Как известно из истории, молитвы оклеветанной королевы были услышаны Богом, и чудовищная ювенальная ложь произвела обратный эффект во время слушания дела в суде. «Эбер выступает. Решительно, убежденно, громким голосом повторяет он чудовищное обвинение. Но вскоре замечает, что невероятность сказанного очевидна, что ни один человек в зале суда ни одним возгласом возмущения не проявляет чувства отвращения к этой безнравственной матери, к этой женщине, потерявшей человеческий облик, люди в зале сидят безмолвные, бледные, пораженные. Тогда жалкий убийца решает преподнести аудитории еще одно, особо рафинированное психолого-политическое разъяснение. «Можно предположить,- заявляет этот неумный человек,- что преступное поведение вызвано не стремлением к удовлетворению похоти, а политическими мотивами - желанием физически ослабить ребенка. Вдова Капет надеялась, что ее сын когда-нибудь станет королем Франции, и подобными кознями она рассчитывала обеспечить себе влияние на него». (Почти та же логика присутствует и в обвинениях в адрес русской Царской Семьи, которую, нужно заметить, действовавшие во всем по примеру французской революции российские «ювенальщики» так и не посмели разлучить, хотя и предпринимали такие попытки в Царском Селе -прим). Поразительно, но и при этой беспрецедентно глупой интерпретации слушатели озадаченно безмолвствуют. Мария Антуанетта тоже молчит и презрительно смотрит мимо Эбера (…). Камень, брошенный Эбером в Марию Антуанетту, попадает в него самого и несет ему смерть. Несколько месяцев спустя и он отправится в последний свой путь в той телеге, той же дорогой, что и она, но совсем не так мужественно…» (Цвейг, с.254-256).
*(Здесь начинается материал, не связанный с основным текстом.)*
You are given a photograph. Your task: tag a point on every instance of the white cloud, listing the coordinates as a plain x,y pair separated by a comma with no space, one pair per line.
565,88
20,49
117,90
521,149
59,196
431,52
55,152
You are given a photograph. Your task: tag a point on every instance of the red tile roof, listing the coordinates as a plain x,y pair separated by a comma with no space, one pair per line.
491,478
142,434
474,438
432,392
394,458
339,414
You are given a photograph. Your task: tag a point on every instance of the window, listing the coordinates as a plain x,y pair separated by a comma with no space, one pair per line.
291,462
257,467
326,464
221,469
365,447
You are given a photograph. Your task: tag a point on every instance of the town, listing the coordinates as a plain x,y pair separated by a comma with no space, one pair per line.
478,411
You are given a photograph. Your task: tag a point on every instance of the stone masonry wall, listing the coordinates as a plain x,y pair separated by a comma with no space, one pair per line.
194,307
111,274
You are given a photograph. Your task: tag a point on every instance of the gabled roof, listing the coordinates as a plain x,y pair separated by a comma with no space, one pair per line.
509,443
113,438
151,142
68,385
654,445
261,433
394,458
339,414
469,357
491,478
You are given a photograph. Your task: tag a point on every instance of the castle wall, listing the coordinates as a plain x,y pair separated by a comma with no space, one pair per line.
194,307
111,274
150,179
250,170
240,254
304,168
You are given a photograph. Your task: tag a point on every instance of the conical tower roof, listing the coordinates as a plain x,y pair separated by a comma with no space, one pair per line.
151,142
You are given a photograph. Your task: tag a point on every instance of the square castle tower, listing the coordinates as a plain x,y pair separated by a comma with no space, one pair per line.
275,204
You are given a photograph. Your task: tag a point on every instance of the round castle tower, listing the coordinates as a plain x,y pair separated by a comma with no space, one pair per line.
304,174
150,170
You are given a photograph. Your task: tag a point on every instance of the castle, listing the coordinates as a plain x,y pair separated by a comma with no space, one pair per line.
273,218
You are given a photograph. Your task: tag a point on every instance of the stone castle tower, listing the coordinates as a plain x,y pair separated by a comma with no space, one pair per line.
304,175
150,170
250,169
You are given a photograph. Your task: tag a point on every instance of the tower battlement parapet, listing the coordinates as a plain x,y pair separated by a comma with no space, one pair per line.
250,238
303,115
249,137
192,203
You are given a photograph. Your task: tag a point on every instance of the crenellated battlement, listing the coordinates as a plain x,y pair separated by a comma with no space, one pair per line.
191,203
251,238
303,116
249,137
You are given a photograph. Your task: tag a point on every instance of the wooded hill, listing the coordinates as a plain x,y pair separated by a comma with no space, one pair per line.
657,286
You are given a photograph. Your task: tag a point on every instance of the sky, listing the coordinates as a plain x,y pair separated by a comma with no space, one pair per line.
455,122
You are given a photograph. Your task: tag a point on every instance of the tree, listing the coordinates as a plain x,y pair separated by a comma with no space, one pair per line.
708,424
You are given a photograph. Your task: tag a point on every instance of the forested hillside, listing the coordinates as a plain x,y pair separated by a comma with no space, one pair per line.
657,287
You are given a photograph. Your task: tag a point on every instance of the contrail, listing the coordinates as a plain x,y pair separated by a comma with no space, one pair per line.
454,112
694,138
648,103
Сегодня при безграничном информационном всевластии телевидения и прессы российский обыватель, кажется, готов поверить чему угодно.
В статье «Наша кошерная печать», посвященной реакции российской иудействующей прессы на ритуальное убийство Андрюши Ющинского, заманенного евреями в ловушку под предлогом, как стало известно на процессе, показать мальчику его родного, пропавшего без вести отца, В. В. Розанов писал: евреи «пощупали русских на тельце Ющинского, как стекло испытывается на алмаз. Святые страдания Андрюши, что-то единственное (...) по глубине ужаса, и вот они на них попробовали сердце Кондурушкина и Пешехонова. Сердце не задрожало. Сердце ничего не сказало уму, воображению и совести Пешехонова и Кондурушкина, Философова и Мережковского. И тогда евреи сказали: «О, теперь мы свободны!!! Теперь-то мы уже свободны и все можем в этой «подлой» России. Где родители не плачут о детях своих, где брат продает брата и «целое общество» продает только-только убитого ребенка...» (В.В.Розанов, Обонятельное и осязательное отношение евреев к крови, в кн.: Сахарна, М., 1998, с.323).